Bilgin'in ifadesine göre, üç banka ihtiyaç kredisi ve kredi kartı talebine olumlu cevap vermemişken, diğer iki banka kısa sürede talepleri kabul etmiş. Birinde 170 bin TL'lik kredi kartı, diğerinde ise 60 bin TL'lik kredi kartı ve 60 bin TL tutarında ihtiyaç kredisi verilmiş. Tüm bu paralar aynı gün içerisinde harcanmış.
Bankalara yapılan itirazlar ve çekilen ihtarlara rağmen, süreç oldukça yavaş ilerliyor. Bilgin, yaşadığı gariplikleri şu şekilde anlatıyor: "Mesela hesabım açılır açılmaz birisi bana 5 (beş) TL göndermiş. Nadir görülecek bu ismi internetten araştırdım ve bir tıp profesörü olduğunu gördüm. Muhtemelen onun da kimliği taklit edilerek sahte hesap açılmıştı."

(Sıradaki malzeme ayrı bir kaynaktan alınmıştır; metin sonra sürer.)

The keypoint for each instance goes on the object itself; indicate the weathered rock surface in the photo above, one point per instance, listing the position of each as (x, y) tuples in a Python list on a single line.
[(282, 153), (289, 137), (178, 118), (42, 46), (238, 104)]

Hukuki Süreç ve Mağduriyetler
Süreç içerisinde karakoldan ifadeye çağrılan Bilgin, Yapı Kredi Bankası'nın sahte kimlik üreten kişiyle ilgili suç duyurusunda bulunduğunu öğrendi. Şüpheli sıfatıyla ifade vermek zorunda kalan Bilgin, sahte kimlik üretmediğini ve böyle bir şey yapmasının mümkün olmadığını belirtti. Bir banka, hesap açma görüntüleri ve harcamalarla ilgili tüm bilgilerin Siber Suçlar Şube Müdürlüğü'ne gönderildiğini, mahkeme sonucunda haklı görülürse mahsuplaşacaklarını söyledi. Ancak bu durum, Bilgin'in önce borcu ödemesi, sonra haklı çıkarsa geri alması anlamına geliyordu.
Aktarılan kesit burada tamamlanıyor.